Une maladie émergente a pour origine le monde animal (souvent la faune sauvage). C’est une introduction surprise d’un nouvel agent pathogène (aujourd’hui le Novel 2019-Co) suivie d’une dissémination dans une population non immunologiquement préparée.
Cet évènement nécessite généralement une coexistence de 3 phénomènes :
– Modification de l’écosystème : des travaux de déforestation, d’irrigation, des zones suburbaines non contrôlées, des déplacements de population.
– Acquisition de mécanisme de résistance aux médicaments par l’agent infectieux. On touche là à notre problématique de plus en plus présente d’émergence de bactérie résistante aux antibiotiques.
– Baisse de la vigilance des systèmes de contrôle, voire une absence de contrôle. Il est ici question de problématique de financement des systèmes de santé qui est un problème partagé par tous.
En 2001, la déclaration d’Abuja engageait les pays de l’Union africaine à allouer au moins 15 % de leur budget à l’amélioration du secteur de la santé. En 2012, seule la Tanzanie avait atteint cet objectif, quatre pays en 2014… Du fait de sa forte présence géographique dans la bande tropicale (haut lieu de biodiversité), l’Afrique représente 25 % du poids des pathologies au niveau mondial.

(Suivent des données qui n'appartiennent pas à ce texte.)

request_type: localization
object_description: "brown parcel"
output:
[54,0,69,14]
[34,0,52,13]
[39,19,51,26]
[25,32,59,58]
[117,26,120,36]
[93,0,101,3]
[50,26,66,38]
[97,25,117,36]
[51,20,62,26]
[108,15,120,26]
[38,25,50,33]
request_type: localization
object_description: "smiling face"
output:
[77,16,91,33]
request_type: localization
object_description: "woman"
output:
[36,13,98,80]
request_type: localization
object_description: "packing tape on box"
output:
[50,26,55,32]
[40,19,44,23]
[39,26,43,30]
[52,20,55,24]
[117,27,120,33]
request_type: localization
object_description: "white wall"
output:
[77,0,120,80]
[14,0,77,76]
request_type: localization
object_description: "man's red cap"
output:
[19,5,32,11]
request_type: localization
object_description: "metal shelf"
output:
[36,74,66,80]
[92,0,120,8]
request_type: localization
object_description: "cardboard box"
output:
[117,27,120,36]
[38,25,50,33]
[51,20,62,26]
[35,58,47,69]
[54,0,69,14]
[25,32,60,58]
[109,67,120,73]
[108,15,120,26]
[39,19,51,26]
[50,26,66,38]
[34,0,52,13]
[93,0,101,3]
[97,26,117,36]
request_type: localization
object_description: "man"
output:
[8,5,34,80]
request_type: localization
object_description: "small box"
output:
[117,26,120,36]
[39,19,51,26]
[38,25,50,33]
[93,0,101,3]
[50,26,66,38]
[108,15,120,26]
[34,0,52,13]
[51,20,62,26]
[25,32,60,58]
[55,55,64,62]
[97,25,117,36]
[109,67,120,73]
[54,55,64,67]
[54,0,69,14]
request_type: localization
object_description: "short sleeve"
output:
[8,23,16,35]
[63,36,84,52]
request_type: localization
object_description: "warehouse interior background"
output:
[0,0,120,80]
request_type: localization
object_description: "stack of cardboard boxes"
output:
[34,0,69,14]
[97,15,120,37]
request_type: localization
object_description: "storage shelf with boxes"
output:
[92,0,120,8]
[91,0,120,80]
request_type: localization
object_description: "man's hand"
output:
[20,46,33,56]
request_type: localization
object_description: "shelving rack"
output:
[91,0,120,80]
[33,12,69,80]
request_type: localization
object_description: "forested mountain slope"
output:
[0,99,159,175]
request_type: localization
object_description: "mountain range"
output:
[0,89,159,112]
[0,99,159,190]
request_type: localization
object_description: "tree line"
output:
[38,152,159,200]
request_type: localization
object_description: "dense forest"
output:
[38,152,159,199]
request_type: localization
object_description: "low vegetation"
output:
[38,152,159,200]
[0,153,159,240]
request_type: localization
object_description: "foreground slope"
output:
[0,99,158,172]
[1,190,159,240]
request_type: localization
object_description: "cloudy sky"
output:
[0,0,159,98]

Lors de l’alerte pandémie de la grippe aviaire en 2005, 13 laboratoires ont été financés à travers l’Afrique pour identifier les virus de la grippe sans rien prévoir sur le côté curatif ou préventif des populations. Idem en 2009 avec la grippe A H1N1, les pays industrialisés investissaient dans la prévention et le côté curatif, quand aucune prévention efficace n’était prévue pour les pays à bas revenus, dont les efforts étaient entièrement orientés vers la détection.
Ce déséquilibre dans les moyens mis en œuvre et leurs objectifs, questionne l’éthique bien sûr, mais surtout la pertinence scientifique. La mondialisation et le flux régulier et irrégulier de personnes chaque jour dans le monde rendent caduc ce raisonnement. Si on continue à considérer une « médecine tropicale » et une « médecine occidentale », on risque d’accentuer drastiquement nos problèmes de pandémie à l’avenir.
D’autant plus que le changement climatique, grand pourvoyeur de « modification des écosystèmes », va multiplier les occasions de voir éclore de nouvelles maladies émergentes, là-bas comme ici.